Comet and I are Limping

I took a terrible fall yesterday and injured my healthy foot severely that, at least for now, I essentially can’t walk. From my perspective, this is nearly as upsetting as I can bear. I cried most of the afternoon after the fall, due to both the pain and the frustration. I’m trying to keep calm and foster a positive attitude, but that’s really difficult for me. Because I don’t know exactly the extent of the injury, it could be (fingers crossed) that it is a severe acute pain that rectifies quickly, or it might be a significant injury that persists. I pray it’s not the latter; the situation will be clearer in a few days. The timing is terrible though because I really need my outdoor walks (in the boot) to clear my head and keep my depression at a tolerable level, but now that the foot without the boot is so injured, I can no longer do that. I’m not going to take walks in two boots! My sister-in-law is getting married tomorrow too and I would prefer to be mobile and wear regular shoes. I’ve been daydreaming about dancing with Ben and that’s looking like it won’t come to fruition.

Comet has her second follow-up appointment with her surgeon today. It has been nearly two months after her ACL was repaired; Ben and I both feel she doesn’t seem as strong and healthy as we’d look her to, so there’s a lot of anxiety going into the appointment: is her knee okay? Did we mess up her surgical rehab somehow? Will the surgeon be disappointed or blame us for her apparent limp and lingering reluctance to walk? Is this normal? We are both concerned about her long-term prognosis at this point. While she certainly is better able to walk now than prior to the surgery, it’s become abundantly clear that on the absence of any pain medicine or anti-inflammatory drugs, she still has a blatant limp and a slow gait. We don’t know what’s “normal” for this stage of rehab, but it seems she’s fallen off the expectations, at least relative to what was initially described to us in terms of healing time and functional return.
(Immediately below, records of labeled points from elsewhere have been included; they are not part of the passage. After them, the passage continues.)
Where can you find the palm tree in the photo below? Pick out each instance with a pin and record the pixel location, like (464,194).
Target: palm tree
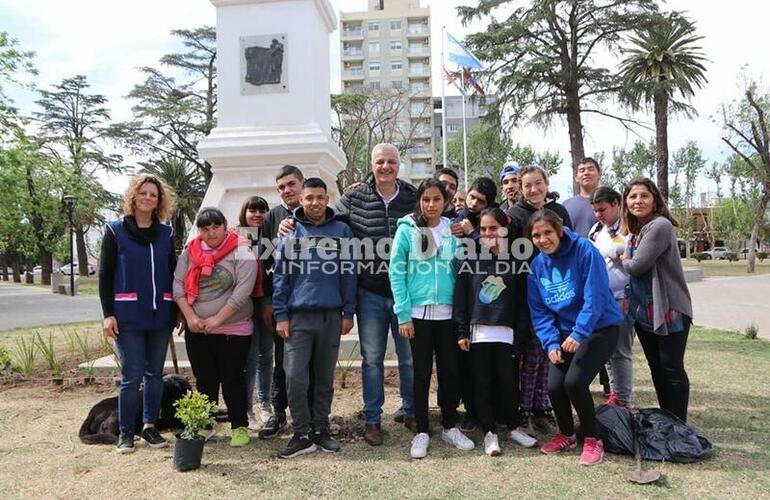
(663,62)
(188,185)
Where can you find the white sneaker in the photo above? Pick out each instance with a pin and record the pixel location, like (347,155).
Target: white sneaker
(521,438)
(253,424)
(420,445)
(456,438)
(491,446)
(265,411)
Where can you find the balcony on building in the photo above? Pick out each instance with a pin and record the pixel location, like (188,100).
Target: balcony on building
(352,31)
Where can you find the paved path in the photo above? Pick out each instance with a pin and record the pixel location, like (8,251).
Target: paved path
(733,303)
(30,306)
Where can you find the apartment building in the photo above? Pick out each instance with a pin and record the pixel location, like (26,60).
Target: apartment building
(388,47)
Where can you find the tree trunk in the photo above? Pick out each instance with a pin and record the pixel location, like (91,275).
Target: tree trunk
(575,128)
(661,142)
(760,217)
(82,252)
(46,263)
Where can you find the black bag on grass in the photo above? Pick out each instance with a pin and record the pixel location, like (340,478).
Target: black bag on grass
(615,427)
(662,436)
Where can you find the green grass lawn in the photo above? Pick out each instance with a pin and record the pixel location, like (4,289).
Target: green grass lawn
(716,268)
(729,404)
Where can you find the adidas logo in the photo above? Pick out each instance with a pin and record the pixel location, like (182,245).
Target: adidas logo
(558,288)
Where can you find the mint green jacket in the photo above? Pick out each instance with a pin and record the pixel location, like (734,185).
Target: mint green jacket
(419,278)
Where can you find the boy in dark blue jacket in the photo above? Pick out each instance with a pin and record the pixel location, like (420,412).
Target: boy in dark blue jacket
(314,299)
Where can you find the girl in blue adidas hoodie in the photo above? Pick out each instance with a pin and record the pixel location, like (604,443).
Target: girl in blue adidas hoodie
(422,271)
(576,319)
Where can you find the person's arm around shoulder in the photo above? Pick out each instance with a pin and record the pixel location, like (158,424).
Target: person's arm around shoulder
(349,283)
(654,240)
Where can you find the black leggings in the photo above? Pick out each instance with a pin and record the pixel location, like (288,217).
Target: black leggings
(568,381)
(435,336)
(665,357)
(495,377)
(221,359)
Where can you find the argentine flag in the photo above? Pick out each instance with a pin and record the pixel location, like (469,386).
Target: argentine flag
(458,54)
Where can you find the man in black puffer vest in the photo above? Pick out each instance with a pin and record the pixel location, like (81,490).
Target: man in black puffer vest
(372,209)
Yesterday, I sold the foosball table that Ben and I purchased nearly ten years ago. I think I imagined that getting a foosball table like Joey and Chandler’s table on Friends would have me create an iteration of the carefree, life of luxury the characters had on that show in New York City. Looking back, I guess I failed to see how unrealistic their lifestyle was given the cost of living in NYC and the fact that several of the characters hardly ever worked or carried low-paying positions. Anyway, I went through a huge Friends kick while in college and in those immediate years after, so I think this was my homage to that when I too became a new New Yorker. Ben and I played foosball very little though and for most of the ten years we’ve owned it, the table has sat in one of several storage sites. We recouped $40 and unlike when I used to get rid of things, I didn’t feel a big pang of loss and nostalgia; on the contrary, I felt thrilled to get rid of it, while still able to remember the fun times we had playing together years ago. Am I growing up and gaining a healthier perspective on the process and inevitability of change?! It seems doubtful, as this is an issue I’ve struggled with for years, but perhaps I’m not giving myself enough credit for the growth I’m capable of and have been achieving despite my disbelief and harsh self-critique. It’s time to start believing in myself and the improvement I’m capable of bringing about.

Today, I’m proud that I am a keeping cool and staying relatively calm about my foot, I’m proud that I’m seeing myself reach new levels of maturity and growth, and proud that I’m who I am inside. I’m liking what I see more and more.